Fernando Carrillo nunca ocultó la infame infidelidad; la cargaba como una anécdota traviesa más que como un recuerdo vergonzoso.
La relataba con el mismo tono que alguien podría usar para describir una travesura adolescente, mientras Catherine mantenía silencio y reconstruía su vida.
Tras divorciarse, conoció a Osvaldo Ova Sabatini, hermano de la tenista Gabriela Sabatini.
Se casaron en 1998 y tuvieron dos hijas, Oriana y Titiana.
Argentina se convirtió en hogar y Catherine se consolidó como un nombre familiar: actriz, conductora de televisión, icono del fitness y madre orgullosa.
Fernando, mientras tanto, probó suerte en Hollywood y emprendió proyectos espirituales en Tulum, incluso lanzando OnlyFans a los 56 años.
Durante décadas, Catherine mantuvo su distancia y silencio respecto a Carrillo, evitando revivir viejas heridas.

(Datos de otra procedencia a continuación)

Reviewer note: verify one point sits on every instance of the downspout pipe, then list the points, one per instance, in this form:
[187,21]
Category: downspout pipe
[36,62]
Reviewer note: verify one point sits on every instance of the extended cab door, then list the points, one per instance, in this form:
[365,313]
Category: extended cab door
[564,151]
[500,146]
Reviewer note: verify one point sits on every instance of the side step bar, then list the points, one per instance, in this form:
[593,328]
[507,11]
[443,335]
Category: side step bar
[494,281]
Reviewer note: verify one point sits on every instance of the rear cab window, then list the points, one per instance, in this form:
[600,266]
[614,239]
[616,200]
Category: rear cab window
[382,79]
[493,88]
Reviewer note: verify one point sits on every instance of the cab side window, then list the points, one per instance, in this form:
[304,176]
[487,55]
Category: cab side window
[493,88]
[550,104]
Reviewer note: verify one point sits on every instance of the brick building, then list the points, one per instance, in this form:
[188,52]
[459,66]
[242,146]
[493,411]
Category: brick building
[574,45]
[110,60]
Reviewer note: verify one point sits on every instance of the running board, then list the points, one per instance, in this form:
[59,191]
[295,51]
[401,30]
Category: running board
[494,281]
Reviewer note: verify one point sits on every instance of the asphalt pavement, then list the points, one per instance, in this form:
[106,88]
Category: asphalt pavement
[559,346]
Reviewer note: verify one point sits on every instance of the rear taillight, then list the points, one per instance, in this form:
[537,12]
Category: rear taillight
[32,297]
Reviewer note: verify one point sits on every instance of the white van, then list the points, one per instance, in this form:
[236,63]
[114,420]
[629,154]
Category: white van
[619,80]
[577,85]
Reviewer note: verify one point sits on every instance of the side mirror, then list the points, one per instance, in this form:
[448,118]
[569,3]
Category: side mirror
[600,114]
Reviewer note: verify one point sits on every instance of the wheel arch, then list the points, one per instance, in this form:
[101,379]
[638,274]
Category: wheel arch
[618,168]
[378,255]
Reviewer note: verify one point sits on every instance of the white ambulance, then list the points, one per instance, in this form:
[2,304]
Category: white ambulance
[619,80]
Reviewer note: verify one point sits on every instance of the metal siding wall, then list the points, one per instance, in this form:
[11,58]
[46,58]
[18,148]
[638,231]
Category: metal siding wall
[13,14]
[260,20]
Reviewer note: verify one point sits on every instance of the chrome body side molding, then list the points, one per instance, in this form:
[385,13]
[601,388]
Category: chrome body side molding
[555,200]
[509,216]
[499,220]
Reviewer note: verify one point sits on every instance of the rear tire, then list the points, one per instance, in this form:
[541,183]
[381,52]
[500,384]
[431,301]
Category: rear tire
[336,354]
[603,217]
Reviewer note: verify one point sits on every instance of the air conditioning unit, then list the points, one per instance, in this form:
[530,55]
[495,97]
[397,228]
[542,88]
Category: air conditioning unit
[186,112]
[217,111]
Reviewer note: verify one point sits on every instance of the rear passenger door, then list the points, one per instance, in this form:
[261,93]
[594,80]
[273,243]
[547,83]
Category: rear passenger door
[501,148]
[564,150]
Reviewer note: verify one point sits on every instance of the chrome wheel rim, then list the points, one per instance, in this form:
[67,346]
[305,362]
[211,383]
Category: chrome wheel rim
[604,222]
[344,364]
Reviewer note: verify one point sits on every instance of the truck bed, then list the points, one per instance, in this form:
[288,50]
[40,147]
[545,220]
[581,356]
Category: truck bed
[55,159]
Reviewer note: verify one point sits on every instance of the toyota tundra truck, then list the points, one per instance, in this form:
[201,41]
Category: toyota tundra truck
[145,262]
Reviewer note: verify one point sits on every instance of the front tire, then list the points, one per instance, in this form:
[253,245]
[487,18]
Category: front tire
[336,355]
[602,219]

Solo en sus 50 comenzó a admitir la cruel verdad sobre aquel matrimonio: que Fernando nunca fue su gran amor ni el pilar sobre el que pudiera construir una vida.
“No lo conozco hoy.
Fue un compañero que pasó por mi vida, pero no fue importante”, confesó a los 60 años.
La distancia y los años le dieron claridad; su historia con Fernando había sido un ciclo tóxico que terminó con ella más fuerte, resiliente y dueña de su propio destino.
A pesar de los intentos de Carrillo por mantener viva la memoria de su relación en redes y entrevistas, Catherine eligió proteger la vida que había construido con Osvaldo, su familia y su carrera.
Cada publicación, cada recuerdo público de Fernando, la empujaba a reafirmar su independencia y su presente.
La lección de su vida es clara: incluso los romances más glamorosos pueden esconder verdades dolorosas, y la resiliencia es el verdadero triunfo.